Question
What does it mean that the values conflict log?
Quick Answer
Record instances where values conflicted and what you chose to understand your hierarchy.
Record instances where values conflicted and what you chose to understand your hierarchy.
Example: You receive an invitation to speak at a prestigious conference on the same weekend your daughter has her first piano recital. You value professional recognition and you value being present for your family. In the abstract, you would say family comes first. But the conference is a career-defining opportunity — the kind that does not come twice — and the recital is one of many your daughter will have. You feel the pull in both directions, and the discomfort is acute precisely because both values are real. You choose the recital.

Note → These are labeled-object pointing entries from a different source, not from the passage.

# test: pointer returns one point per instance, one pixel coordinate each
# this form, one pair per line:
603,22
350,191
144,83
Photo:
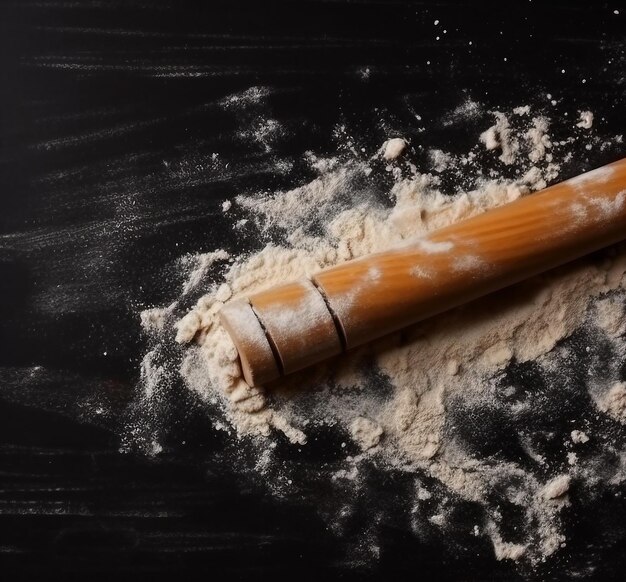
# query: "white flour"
432,372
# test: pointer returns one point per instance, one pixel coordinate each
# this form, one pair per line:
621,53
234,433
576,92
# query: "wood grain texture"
111,114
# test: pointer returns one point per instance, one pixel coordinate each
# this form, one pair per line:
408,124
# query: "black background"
110,113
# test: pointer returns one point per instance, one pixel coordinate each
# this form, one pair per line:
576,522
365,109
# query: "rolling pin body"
292,326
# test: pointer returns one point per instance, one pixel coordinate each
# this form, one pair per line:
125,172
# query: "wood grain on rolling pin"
382,293
367,298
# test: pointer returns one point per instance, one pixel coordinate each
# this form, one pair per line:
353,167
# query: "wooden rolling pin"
292,326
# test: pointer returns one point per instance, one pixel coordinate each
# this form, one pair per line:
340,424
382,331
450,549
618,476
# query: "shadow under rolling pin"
293,326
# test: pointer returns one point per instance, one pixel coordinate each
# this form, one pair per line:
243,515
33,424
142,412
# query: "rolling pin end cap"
258,363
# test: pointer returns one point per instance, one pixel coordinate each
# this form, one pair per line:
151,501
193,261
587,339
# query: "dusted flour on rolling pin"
292,326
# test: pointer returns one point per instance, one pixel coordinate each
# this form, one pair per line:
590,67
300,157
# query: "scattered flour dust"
402,401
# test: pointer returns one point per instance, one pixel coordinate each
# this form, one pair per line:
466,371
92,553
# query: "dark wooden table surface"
110,111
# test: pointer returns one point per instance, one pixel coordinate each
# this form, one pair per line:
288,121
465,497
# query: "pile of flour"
406,405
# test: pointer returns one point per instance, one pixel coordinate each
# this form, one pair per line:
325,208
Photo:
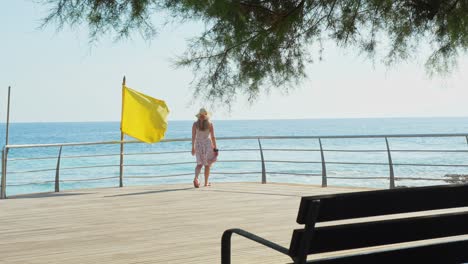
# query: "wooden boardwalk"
150,224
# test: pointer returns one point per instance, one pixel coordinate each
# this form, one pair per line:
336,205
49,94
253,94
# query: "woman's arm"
194,131
213,138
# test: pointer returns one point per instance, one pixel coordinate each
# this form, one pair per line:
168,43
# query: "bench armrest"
226,243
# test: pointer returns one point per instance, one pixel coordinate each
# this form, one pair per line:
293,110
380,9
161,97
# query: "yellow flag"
143,117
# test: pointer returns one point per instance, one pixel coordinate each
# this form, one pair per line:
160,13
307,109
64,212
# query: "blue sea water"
27,172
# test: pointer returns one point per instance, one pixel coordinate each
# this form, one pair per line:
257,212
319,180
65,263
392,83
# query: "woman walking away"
203,145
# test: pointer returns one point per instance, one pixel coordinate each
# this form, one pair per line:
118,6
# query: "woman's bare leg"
197,172
207,175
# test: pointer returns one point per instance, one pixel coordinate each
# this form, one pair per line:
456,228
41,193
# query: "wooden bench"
376,231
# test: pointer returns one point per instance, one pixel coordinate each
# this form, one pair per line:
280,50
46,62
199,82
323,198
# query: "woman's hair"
202,124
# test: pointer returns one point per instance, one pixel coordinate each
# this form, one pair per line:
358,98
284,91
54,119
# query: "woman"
203,145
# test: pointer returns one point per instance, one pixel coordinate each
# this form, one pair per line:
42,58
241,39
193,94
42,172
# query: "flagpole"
5,150
121,138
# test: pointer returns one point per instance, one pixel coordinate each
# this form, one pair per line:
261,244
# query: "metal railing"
262,161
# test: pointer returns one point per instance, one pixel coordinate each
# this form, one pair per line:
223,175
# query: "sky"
58,76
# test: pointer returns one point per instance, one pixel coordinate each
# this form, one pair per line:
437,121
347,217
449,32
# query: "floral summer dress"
203,148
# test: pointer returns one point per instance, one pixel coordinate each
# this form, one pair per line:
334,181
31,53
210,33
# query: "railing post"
263,163
324,168
4,164
57,172
121,160
390,164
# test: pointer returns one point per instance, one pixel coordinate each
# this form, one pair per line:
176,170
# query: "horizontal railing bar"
29,183
291,161
159,164
429,150
159,176
156,153
93,179
357,178
291,149
356,163
292,173
238,161
396,150
357,150
246,138
38,158
69,180
88,156
65,157
418,179
19,172
174,152
430,165
244,172
239,150
88,167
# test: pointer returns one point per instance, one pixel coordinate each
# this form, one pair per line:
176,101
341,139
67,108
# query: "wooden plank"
150,224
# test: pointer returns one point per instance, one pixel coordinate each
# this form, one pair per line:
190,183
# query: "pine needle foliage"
249,46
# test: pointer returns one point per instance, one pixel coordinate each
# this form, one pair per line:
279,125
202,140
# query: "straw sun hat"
203,112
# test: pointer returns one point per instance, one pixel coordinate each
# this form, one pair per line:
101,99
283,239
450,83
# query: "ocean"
33,170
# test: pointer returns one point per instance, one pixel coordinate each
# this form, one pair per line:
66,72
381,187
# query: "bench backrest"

You write in your conflict log: "March 14. Professional recognition vs. family presence. Chose family presence. The deciding factor was imagining myself at the conference knowing I had missed the recital — the professional high would be contaminated by guilt. When I imagined myself at the recital having declined the conference, I felt loss but not shame. That asymmetry tells me presence ranks above recognition when the stakes are personal milestones." Six weeks later, a similar conflict arises — a client dinner versus your anniversary — and you do not deliberate. The log entry from March already resolved this category of conflict. You decline the dinner in thirty seconds.
Try this: Create a values conflict log. Use whatever medium has the lowest friction for you — a dedicated page in your notebook, a running note on your phone, a simple document. The structure for each entry has four fields: the date, the two values that collided, which value you chose to honor, and a one-to-three-sentence reflection on what the choice revealed about your hierarchy. Over the next two weeks, record every values conflict you notice, no matter how minor. A conflict between efficiency and thoroughness at work counts. A conflict between honesty and kindness in a conversation counts. A conflict between rest and productivity on a Saturday morning counts. At the end of two weeks, review the log and look for patterns: which values consistently win, which consistently lose, and which conflicts recur.